Quantifying cellular dynamics in mice using a novel fluorescent division reporter system

The dynamics of cell populations are frequently studied in vivo using pulse-chase DNA labeling techniques. When combined with mathematical models, the kinetic of label uptake and loss within a population of interest then allows one to estimate rates of cell production and turnover through death or onward differentiation. Here we explore an alternative method of quantifying cellular dynamics, using a cell fate-mapping mouse model in which dividing cells can be induced to constitutively express a fluorescent protein, using a Ki67 reporter construct.

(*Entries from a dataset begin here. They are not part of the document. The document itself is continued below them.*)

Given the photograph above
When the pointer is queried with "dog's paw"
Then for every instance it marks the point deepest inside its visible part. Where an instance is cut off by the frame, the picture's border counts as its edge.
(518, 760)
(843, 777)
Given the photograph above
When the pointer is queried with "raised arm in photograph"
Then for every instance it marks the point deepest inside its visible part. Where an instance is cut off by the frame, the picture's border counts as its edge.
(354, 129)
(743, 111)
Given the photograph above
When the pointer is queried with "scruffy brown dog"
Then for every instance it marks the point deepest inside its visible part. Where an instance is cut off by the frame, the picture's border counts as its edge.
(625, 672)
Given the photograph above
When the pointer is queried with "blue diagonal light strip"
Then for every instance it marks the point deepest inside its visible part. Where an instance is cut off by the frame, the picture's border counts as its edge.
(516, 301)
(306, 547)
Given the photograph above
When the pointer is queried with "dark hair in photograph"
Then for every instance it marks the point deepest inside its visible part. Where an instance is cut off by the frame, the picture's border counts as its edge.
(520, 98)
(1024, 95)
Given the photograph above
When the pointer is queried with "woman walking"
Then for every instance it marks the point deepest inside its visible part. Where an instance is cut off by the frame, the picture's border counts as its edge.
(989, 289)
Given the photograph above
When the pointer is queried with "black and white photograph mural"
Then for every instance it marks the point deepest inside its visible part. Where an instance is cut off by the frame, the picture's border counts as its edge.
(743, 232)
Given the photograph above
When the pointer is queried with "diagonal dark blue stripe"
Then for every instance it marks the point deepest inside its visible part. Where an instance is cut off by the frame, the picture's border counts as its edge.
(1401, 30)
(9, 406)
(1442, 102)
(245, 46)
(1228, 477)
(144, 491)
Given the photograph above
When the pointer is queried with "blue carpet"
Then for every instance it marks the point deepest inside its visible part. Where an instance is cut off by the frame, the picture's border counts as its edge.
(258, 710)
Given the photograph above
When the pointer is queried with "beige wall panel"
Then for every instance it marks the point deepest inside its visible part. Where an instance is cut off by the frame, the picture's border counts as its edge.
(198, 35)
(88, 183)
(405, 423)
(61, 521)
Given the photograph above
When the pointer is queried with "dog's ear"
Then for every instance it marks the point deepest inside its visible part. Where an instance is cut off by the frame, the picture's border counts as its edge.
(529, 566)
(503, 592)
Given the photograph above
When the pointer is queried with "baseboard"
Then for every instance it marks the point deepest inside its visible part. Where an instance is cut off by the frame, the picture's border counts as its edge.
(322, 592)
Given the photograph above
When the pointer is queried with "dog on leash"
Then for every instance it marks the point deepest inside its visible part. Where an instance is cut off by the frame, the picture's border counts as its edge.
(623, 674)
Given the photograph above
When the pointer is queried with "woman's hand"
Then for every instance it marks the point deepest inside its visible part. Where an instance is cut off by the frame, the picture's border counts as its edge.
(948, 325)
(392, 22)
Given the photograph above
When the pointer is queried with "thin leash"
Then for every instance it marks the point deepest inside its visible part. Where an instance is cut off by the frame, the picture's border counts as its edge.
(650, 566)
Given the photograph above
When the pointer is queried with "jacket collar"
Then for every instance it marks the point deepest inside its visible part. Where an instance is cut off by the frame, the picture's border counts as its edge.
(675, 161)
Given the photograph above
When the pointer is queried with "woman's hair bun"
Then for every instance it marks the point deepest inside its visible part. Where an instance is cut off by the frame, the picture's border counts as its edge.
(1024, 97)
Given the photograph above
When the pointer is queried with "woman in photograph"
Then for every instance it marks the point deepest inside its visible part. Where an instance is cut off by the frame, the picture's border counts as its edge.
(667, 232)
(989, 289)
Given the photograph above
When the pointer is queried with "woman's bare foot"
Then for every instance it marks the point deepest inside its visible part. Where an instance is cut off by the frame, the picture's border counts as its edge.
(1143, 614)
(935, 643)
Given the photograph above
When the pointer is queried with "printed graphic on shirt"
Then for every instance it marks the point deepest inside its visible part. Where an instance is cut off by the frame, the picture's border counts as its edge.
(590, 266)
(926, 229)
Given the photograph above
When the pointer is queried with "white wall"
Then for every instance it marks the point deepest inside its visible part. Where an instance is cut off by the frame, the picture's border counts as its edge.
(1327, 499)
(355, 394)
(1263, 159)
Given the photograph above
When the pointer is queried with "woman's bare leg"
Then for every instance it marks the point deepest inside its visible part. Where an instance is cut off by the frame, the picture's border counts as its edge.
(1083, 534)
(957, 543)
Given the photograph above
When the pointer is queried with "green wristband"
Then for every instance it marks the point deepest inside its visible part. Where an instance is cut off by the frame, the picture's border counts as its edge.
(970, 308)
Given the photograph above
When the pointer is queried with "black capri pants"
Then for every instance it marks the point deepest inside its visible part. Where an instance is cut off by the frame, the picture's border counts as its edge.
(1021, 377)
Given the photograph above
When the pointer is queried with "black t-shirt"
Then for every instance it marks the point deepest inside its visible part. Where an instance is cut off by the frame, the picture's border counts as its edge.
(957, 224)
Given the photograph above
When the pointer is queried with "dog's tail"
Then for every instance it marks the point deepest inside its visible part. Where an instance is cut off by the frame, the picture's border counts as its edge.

We use a pulse-chase approach with this reporter mouse system to measure the lifespans and division rates of naive CD4 and CD8 T cells using a variety of modeling approaches, and show that they are all consistent with estimates derived from other published methods. However we propose that to obtain unbiased parameter estimates and full measures of their uncertainty one should simultaneously model the timecourses of the frequencies of labeled cells within both the population of interest and its precursor. We conclude that Ki67 reporter mice provide a promising system for modeling cellular dynamics.

Automated summary

The dynamics of cell populations are often studied using pulse-chase DNA labeling techniques combined with mathematical models. In this study, an alternative method using a cell fate-mapping mouse model is explored, in which dividing cells constitutively express a fluorescent protein. The lifespans and division rates of naive CD4 and CD8 T cells are measured using a pulse-chase approach with this reporter mouse system, and the estimates are consistent with other published methods. It is proposed that modeling the timecourses of labeled cell frequencies in both the population of interest and its precursor simultaneously can provide unbiased parameter estimates and full measures of uncertainty. Ki67 reporter mice offer a promising system for modeling cellular dynamics.